2017 Joint Meeting Well Attended Despite Spring Nor’easter

 
Published: 11 April 2017

About 285 ARM Climate Research Facility staff and Atmospheric System Research (ASR) scientists met March 13 to 16—in the middle of a major snow storm—at the 2017 Joint User Facility/Principal Investigator Meeting in Tysons Corner, Virginia, to review progress from the past year and plan future research directions.

ARM Program Manager Sally McFarlane, left, presents ARM Chief Operating Officer Jimmy Voyles with his U.S. Department of Energy service award.

With a reorganized agenda, ARM staff and ASR scientists kicked off the meeting with an introductory lunch meeting for new principal investigators to learn about who is who at the ARM Facility and ASR programmatic expectations, followed by an afternoon of topical meetings.

The meeting opened officially Tuesday with a plenary that included updates from U.S. Department of Energy (DOE) program managers, a tutorial on scientific product development led by the ARM Facility, and a chance for the four new ASR working groups—Aerosol Processes, Warm Boundary Layer Processes, High Latitude Processes, and Convective Processes—to meet for the first time.

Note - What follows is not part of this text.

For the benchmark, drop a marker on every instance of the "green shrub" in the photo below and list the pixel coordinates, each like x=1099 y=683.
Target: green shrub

At the plenary, ARM Program Manager Sally McFarlane presented ARM Chief Operating Officer Jimmy Voyles with a DOE service award. Voyles will retire this fall from Pacific Northwest National Laboratory after 23 years of working in ARM. DOE acknowledged Voyles for his exceptional contributions to ARM, including his successful management of the funding that ARM received under the American Recovery and Reinvestment Act (ARRA).

Poster sessions were held late afternoon both Tuesday and Wednesday, after full days of plenary and breakout meeting sessions. ARM Technical Director Jim Mather led an all-hands working lunch Thursday, and the ARM Data Center hosted a data help desk during the meeting. The help desk covered topics such as Data Discovery navigation, obtaining data from the ARM Data Archive, understanding the ARM data structure, use of visualization tools such as the Python ARM Radar Toolkit (Py-ART), and acquiring computing resources.

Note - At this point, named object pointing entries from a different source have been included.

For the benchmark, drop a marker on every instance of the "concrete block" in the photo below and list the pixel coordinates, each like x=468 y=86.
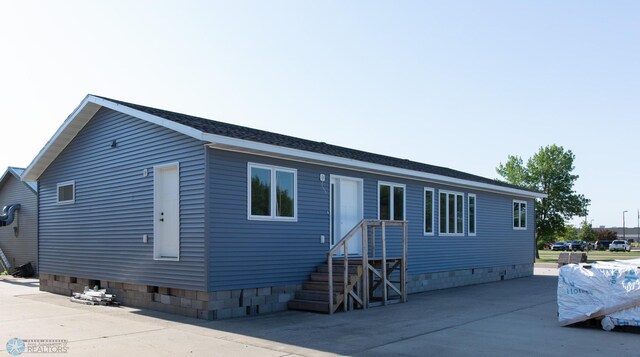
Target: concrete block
x=192 y=313
x=264 y=309
x=205 y=314
x=191 y=294
x=258 y=300
x=216 y=305
x=202 y=295
x=221 y=295
x=165 y=299
x=199 y=305
x=184 y=302
x=280 y=306
x=239 y=312
x=222 y=314
x=231 y=303
x=249 y=292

Former ARM User Executive Committee Chair Dave Turner (left) stops to congratulate Voyles (right) on his award at the ARM/ASR Meeting.

With more than 30 plenary presentations, 36 breakout sessions, and 200 science and facility posters in four poster sessions, the meeting shared a wealth of information in a very short time frame. You can view the presentations and posters on the ASR meeting website or view the meeting image album.

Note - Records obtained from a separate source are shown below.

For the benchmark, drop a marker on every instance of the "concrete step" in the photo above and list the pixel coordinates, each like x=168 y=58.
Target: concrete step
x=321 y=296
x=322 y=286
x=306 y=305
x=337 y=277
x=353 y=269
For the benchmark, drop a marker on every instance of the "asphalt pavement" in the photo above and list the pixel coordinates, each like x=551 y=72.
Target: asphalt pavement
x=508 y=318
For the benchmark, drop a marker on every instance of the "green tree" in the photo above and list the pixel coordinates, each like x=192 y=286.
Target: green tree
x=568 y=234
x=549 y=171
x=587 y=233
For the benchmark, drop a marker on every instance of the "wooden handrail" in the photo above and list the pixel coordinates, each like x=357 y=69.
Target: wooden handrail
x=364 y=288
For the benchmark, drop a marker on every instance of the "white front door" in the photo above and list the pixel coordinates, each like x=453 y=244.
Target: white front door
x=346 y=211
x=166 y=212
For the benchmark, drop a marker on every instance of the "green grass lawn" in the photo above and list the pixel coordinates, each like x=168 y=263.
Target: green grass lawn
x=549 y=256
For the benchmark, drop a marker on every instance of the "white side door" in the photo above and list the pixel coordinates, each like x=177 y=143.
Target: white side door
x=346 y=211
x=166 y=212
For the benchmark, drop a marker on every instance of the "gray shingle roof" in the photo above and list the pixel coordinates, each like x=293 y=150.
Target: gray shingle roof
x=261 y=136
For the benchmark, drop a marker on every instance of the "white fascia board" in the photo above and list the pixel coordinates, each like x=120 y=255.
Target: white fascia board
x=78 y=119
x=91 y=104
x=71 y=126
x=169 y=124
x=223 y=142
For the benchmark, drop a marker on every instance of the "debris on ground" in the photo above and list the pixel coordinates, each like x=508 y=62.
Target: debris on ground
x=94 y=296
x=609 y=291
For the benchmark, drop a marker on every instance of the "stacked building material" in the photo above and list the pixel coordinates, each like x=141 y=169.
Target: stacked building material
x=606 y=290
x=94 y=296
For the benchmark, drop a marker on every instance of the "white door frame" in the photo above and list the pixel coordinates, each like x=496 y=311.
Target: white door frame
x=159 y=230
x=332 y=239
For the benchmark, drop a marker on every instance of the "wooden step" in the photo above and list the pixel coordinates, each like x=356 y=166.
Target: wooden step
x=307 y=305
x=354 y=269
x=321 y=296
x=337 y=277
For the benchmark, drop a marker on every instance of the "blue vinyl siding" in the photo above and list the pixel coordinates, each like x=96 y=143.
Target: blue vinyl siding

If you attended, don’t forget to UPLOAD your presentations, posters, and breakout reports directly on the agenda web page with links provided next to the agenda item by April 17. A form to fill out breakout session reports will be provided by selecting “Submit Summary.”

Contact pubs@arm.gov if you need assistance or have a question.

# # #

The ARM Climate Research Facility is a national scientific user facility funded through the U.S. Department of Energy’s Office of Science. The ARM Facility is operated by nine Department of Energy national laboratories.